Production at the mine has been continuous since its opening except for an 18-month period beginning in late 1999, when the mine was idled due to market conditions. Mining operations resumed at Rawhide in 2001 with coal shipments resuming in 2002.

In 1982, Rawhide mine was the recipient of the Sentinels of Safety Award from the Mine Safety and Health Administration (MSHA), in the large surface coal mine category.

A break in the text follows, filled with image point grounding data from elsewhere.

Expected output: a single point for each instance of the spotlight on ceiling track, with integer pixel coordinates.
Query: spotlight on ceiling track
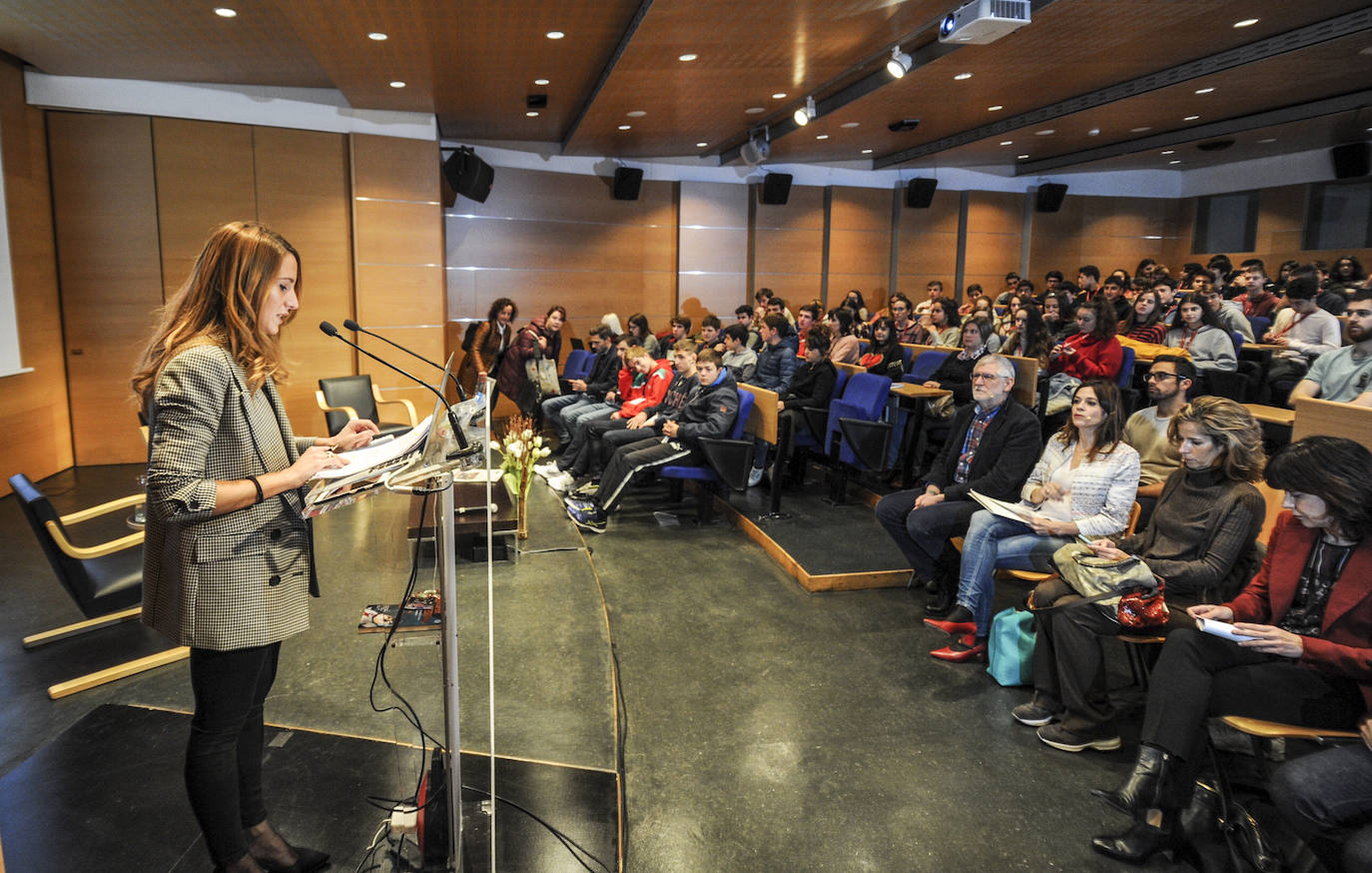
(899, 63)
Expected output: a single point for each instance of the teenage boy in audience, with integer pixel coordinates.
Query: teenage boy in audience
(1345, 375)
(710, 412)
(710, 337)
(813, 385)
(1169, 379)
(1303, 329)
(991, 447)
(740, 360)
(586, 393)
(777, 362)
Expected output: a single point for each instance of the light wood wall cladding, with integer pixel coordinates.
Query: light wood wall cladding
(927, 249)
(205, 177)
(552, 238)
(110, 271)
(398, 253)
(789, 246)
(859, 243)
(1111, 232)
(35, 404)
(302, 193)
(712, 249)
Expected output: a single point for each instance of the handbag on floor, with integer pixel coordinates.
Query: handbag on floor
(1010, 646)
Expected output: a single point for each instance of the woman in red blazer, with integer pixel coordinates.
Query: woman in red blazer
(1306, 659)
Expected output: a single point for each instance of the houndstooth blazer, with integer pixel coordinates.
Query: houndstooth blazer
(237, 579)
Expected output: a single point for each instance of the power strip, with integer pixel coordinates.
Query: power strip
(405, 818)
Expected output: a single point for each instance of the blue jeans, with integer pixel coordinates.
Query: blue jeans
(1327, 798)
(994, 542)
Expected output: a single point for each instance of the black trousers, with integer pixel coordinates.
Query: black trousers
(224, 756)
(1200, 675)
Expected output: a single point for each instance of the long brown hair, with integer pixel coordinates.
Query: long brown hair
(219, 305)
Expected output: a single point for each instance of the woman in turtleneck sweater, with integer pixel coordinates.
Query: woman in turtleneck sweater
(1199, 539)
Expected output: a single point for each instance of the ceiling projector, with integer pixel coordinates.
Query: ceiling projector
(984, 21)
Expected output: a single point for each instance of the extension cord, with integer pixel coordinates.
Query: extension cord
(405, 818)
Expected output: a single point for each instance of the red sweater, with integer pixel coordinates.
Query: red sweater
(1093, 359)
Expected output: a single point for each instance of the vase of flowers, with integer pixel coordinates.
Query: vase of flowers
(520, 447)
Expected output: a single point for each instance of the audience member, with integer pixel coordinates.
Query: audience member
(1306, 618)
(1200, 541)
(1345, 375)
(1082, 483)
(991, 447)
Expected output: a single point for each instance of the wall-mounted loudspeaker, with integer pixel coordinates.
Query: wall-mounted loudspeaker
(468, 175)
(920, 193)
(775, 188)
(627, 180)
(1352, 160)
(1049, 197)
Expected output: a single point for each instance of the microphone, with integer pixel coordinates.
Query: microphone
(354, 326)
(451, 418)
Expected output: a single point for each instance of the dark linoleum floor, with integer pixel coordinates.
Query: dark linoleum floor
(766, 728)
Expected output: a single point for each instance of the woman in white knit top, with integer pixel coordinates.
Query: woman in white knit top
(1084, 483)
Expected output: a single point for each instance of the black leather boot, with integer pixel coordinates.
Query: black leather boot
(1143, 840)
(1147, 787)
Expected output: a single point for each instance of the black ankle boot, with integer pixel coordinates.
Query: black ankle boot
(1141, 842)
(1145, 787)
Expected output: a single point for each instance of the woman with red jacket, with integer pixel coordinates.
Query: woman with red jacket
(1305, 646)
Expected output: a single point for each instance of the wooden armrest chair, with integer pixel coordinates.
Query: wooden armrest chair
(355, 397)
(105, 580)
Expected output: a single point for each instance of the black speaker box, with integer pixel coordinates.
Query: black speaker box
(1049, 197)
(468, 175)
(627, 180)
(775, 188)
(1350, 160)
(920, 193)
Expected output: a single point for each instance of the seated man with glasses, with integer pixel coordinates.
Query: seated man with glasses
(1169, 379)
(993, 446)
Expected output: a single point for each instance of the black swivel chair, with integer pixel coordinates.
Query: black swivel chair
(105, 580)
(355, 397)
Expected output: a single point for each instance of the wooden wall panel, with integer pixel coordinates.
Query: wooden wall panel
(32, 404)
(110, 270)
(927, 249)
(302, 184)
(205, 177)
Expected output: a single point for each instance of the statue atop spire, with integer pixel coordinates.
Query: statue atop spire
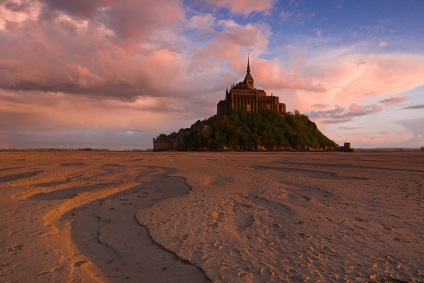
(248, 79)
(248, 65)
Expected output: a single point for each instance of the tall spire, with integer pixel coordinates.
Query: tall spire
(248, 64)
(248, 79)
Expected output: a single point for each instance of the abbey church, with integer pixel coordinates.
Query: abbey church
(246, 97)
(241, 96)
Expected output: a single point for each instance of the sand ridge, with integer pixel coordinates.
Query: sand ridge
(223, 217)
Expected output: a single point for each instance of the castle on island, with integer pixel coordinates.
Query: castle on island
(246, 97)
(241, 96)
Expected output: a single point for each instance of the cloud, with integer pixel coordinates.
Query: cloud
(244, 6)
(419, 106)
(393, 100)
(320, 105)
(342, 115)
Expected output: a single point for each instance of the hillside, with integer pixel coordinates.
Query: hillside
(243, 130)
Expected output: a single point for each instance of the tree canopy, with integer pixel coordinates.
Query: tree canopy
(243, 130)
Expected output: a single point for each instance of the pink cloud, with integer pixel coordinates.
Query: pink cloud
(393, 100)
(342, 115)
(244, 6)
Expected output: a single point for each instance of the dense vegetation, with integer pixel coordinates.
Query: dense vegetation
(258, 131)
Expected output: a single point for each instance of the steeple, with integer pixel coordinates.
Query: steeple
(248, 79)
(248, 65)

The Sentinels of Safety is awarded annually by MSHA to the safest mine in each of several categories.

Approximately 30% of Rawhide Mine's production was sent to Monticello Steam Electric Station in Texas before closing in January 2018. Another customer from Texas, Big Brown Power Plant, closed the following month.

==Production==

| Year | Coal production | Employees |
|---|---|---|
| 2018 | 9,504,750 | 110 |
| 2017 | 10,346,144 | 101 |
| 2016 | 8,079,139 | 85 |
| 2015 | 15,167,996 | 193 |
| 2014 | 15,473,474 | 212 |
| 2013 | 14,246,329 | 203 |
| 2012 | 14,721,376 | 212 |
| 2011 | 15,011,017 | 223 |
| 2010 | 11,229,907 | 180 |
| 2009 | 15,842,274 | 227 |
| 2008 | 18,409,307 | 219 |
| 2007 | 17,155,361 | 234 |
| 2006 | 17,092,993 | 170 |
| 2005 | 12,430,351 | 131 |
| 2004 | 6,869,989 | 69 |
| 2003 | 3,632,940 | 32 |
| 2002 | 3,484,619 | 23 |
| 2001 | 0 | 8 |
| 2000 | 0 | 2 |
| 1999 | 807,892 | 19 |
| 1998 | 5,390,400 | 63 |
| 1997 | 10,705,680 | 157 |
| 1996 | 15,068,358 | 166 |
| 1995 | 15,355,000 | 166 |
| 1994 | 12,858,787 | 176 |
| 1993 | 9,863,923 | 181 |
| 1992 | 8,629,624 | 192 |
| 1991 | 11,767,143 | 192 |
| 1990 | 11,438,719 | 177 |
| 1989 | 10,628,737 | 173 |
| 1988 | 10,810,785 | 167 |
| 1987 | 10,672,913 | 174 |
| 1986 | 12,403,975 | 180 |
| 1985 | 12,236,695 | 182 |
| 1984 | 9,351,952 | 204 |
| 1983 | 8,614,552 | 225 |
| 1982 | * | * |
| 1981 | * | * |
| 1980 | * | * |
| 1979 | * | * |
| 1978 | * | * |
| 1977 | * | * |

- No published, public data was found on the internet for these production periods.